GOROKAN dentist Tony Collins put his invaluable skills to the ultimate test earlier this year by ­volunteering in the slums of Madagascar.

After returning from the African island nation where he and a colleague extracted around 1500 teeth from hundreds of people in just a few days, Mr Collins is determined to head back in 2017.

“I saw infections, pain, suffering — you could just not imagine,” the Point Frederick resident told the Express Advocate.

“I’ve done a fair amount of work in East Timor and I’ve seen some pretty shocking dental scenarios, but nothing prepared me for what I saw in Madagascar.

“We had 56 patients one morning and at least 30 at any one time.

“We’d work from sun up to sun down, and sadly we’d have to send 30 home at the end of the day.

“Towards the end of our time there we ran out of anaesthetic — it was shocking­.”

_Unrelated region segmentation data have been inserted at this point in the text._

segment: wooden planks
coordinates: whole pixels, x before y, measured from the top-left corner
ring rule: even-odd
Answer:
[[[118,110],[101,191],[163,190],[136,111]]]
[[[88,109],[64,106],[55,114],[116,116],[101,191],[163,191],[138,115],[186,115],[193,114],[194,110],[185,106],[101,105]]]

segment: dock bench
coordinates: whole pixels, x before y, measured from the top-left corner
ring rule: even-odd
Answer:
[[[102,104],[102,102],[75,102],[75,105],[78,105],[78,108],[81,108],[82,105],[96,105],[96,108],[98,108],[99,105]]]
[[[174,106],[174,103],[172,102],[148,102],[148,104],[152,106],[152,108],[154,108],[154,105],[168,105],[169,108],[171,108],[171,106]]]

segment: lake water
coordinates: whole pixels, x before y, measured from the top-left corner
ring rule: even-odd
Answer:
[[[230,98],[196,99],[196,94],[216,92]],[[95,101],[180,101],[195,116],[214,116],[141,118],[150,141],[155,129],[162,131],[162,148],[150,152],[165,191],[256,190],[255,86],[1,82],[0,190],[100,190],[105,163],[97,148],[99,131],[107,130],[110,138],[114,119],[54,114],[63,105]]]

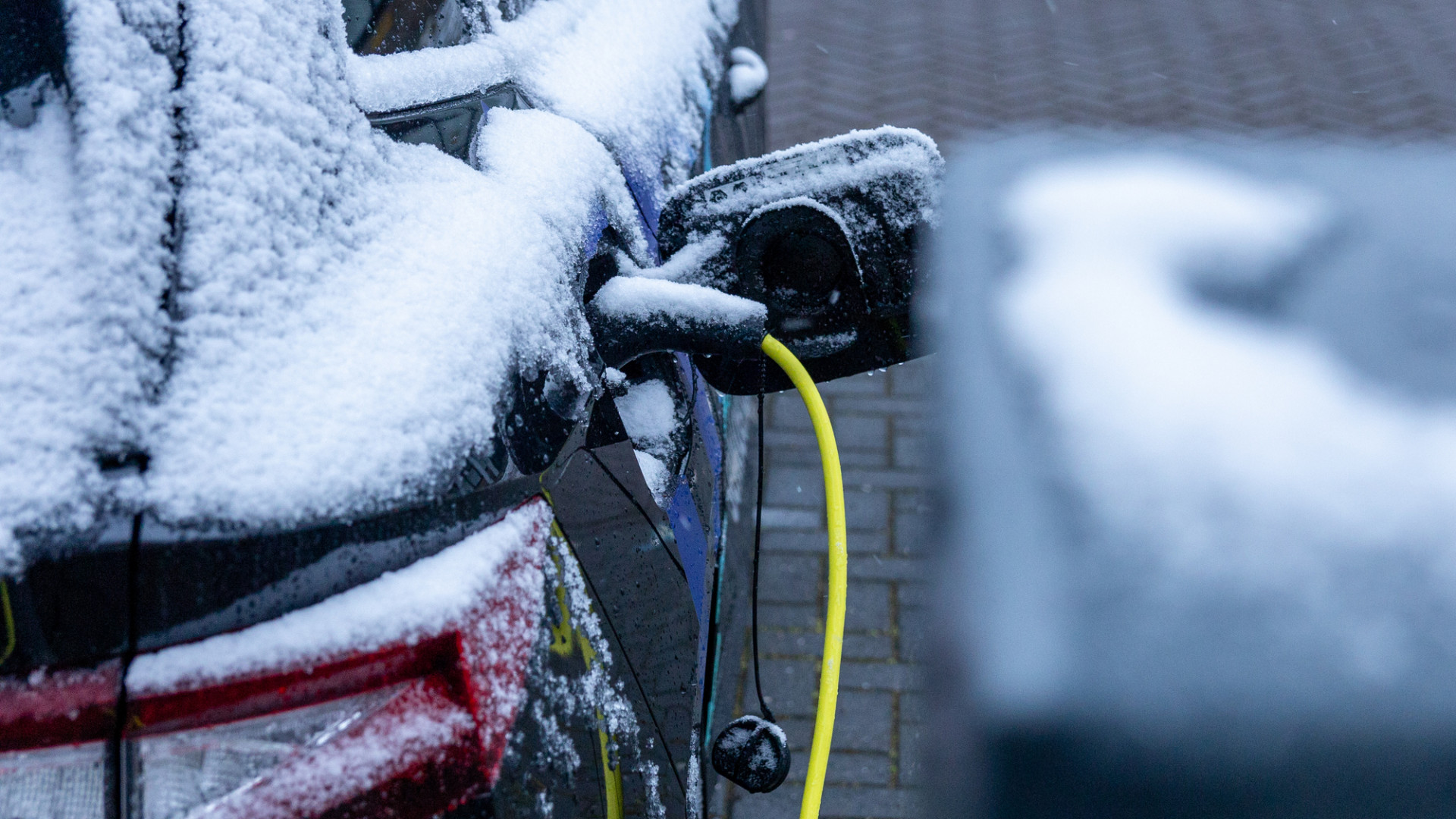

The AM recipient is no stranger to tackling big challenges in the name of charity having run from Sydney to Melbourne an incredible five times.

His latest fundraising cause for Thrive Madagascar saw over $3000 raised by Brett Hunter and the Raine & Horne Terrigal-Avoca Beach team at a recent charity auction.

Mr Hunter said it was great to see the community show their support to ensure villagers wouldn’t have to go without pain killers next time around.

“Our first world problems seem insignificant compared to that,” Mr Hunter said.

“Hopefully we’ve provided enough anaesthetic and medical supplies for the full length of Tony’s next stay in order to help those people that are living in far worse conditions than we could ever possibly imagine.”

Mr Collins said his work with Thrive Madagascar opened his eyes to a whole new level of poverty and hardship.

The non-profit organisation provides one of the world’s most impoverished nations with opportunities to lead a healthy and ­successful life, including dental hygiene.

“The World Bank figures indicate that the average income for Madagascar is $451 a year which shows things have to be pretty desperate there for people to survive,” the 69-year-old said.

“I’ve heard stories of when it’s raining the locals put nets over the storm water outlets so they can collect any pieces of food waste.

“There are 24 million ­people in the country — it’s about the same size as NSW — and from what I know there are about 57 dentists, which makes 400,000 patients per dentist.

 

“One dentist can’t see that many patients in a lifetime.”